San Pedro leads the procession because it is believed that he holds the key to heaven. Take note of the rooster inside the carroza (carriage), popularly known as Ang Manok ni San Pedro.
The Scourging at the Pillar...
The Crowning with Thorns...
The Carrying of the Cross...
and the Santo Entierro in the middle of the procession.
The Santo Entierro is followed by the mourning of the santos (saints) who are all wearing black. During the Holy Wednesday procession, they are dressed in their symbolic colors, but on Good Friday, they are donned in black as a sign of mourning. People attending the procession are encouraged to wear black or white shirts.

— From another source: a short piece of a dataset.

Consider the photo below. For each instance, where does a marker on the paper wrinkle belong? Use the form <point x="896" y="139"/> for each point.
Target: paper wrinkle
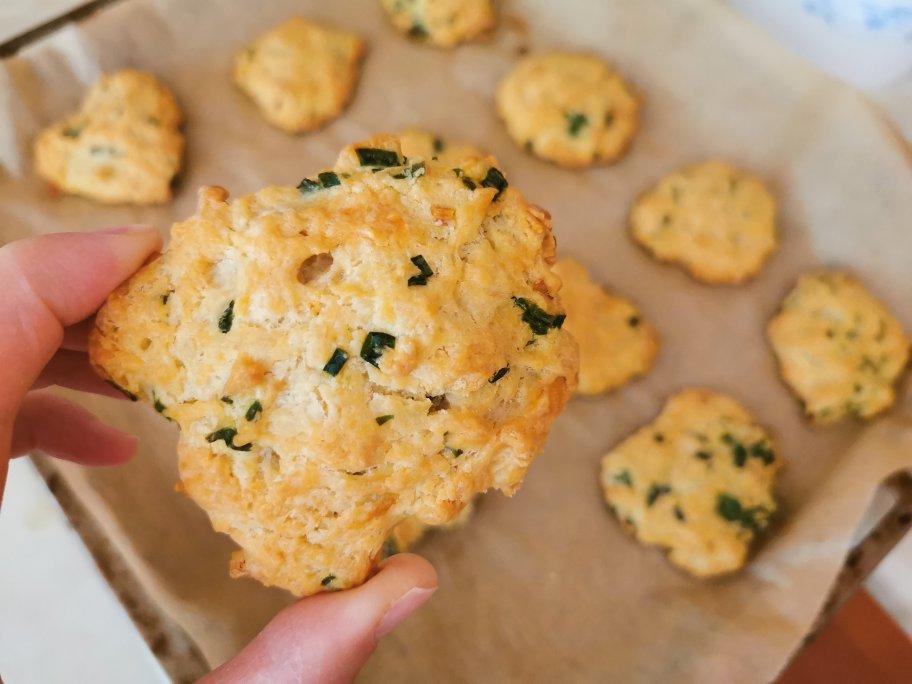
<point x="544" y="586"/>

There is a popular Filipino saying for people who are sad, "Mukha kang Biyernes Santo" -- referring to the look of the saints during this time of year.
Mary Magdalene and Santa Maria Jacobe
Saint Mary and Martha at Bethany
St. Joanna and St. Susanna of Galilee
St. Joseph of Arimathea
St. Nicodemus, Teacher of Israel
and finally, San Fernando is proud of three carrozas that are made of Silver!
Silver Carroza of Maria Salome from the Rodriquez Family (photo courtesy of Ivan Henares)
Silver Carroza of San Juan (photo courtesy of Ivan Henares)
One of the most beloved silver carrozas in the entire procession is the one of Mother Dolorosa, Our Lady of Sorrows (by the Panlilio family)
She was the last and the most sorrowful of all. I could feel the pain shown on her face, having lost her beloved son.
I love joining the last part of the procession because of the sorrowful songs accompanying Mother Dolorosa throughout the 1+ hour walk around the city of San Fernando.
The procession ends at around 7:30pm, back at the cathedral.
Good Friday is also a time for a family reunion, which is an old tradition among Kapampangan families. After the procession, we had dinner in the old heritage houses of the Hizon-Singian family. It is one of the cute Victorian Heritage houses along Consunji Street.
Thanks to Spanx for inviting and hosting us for the Santo Entierro procession.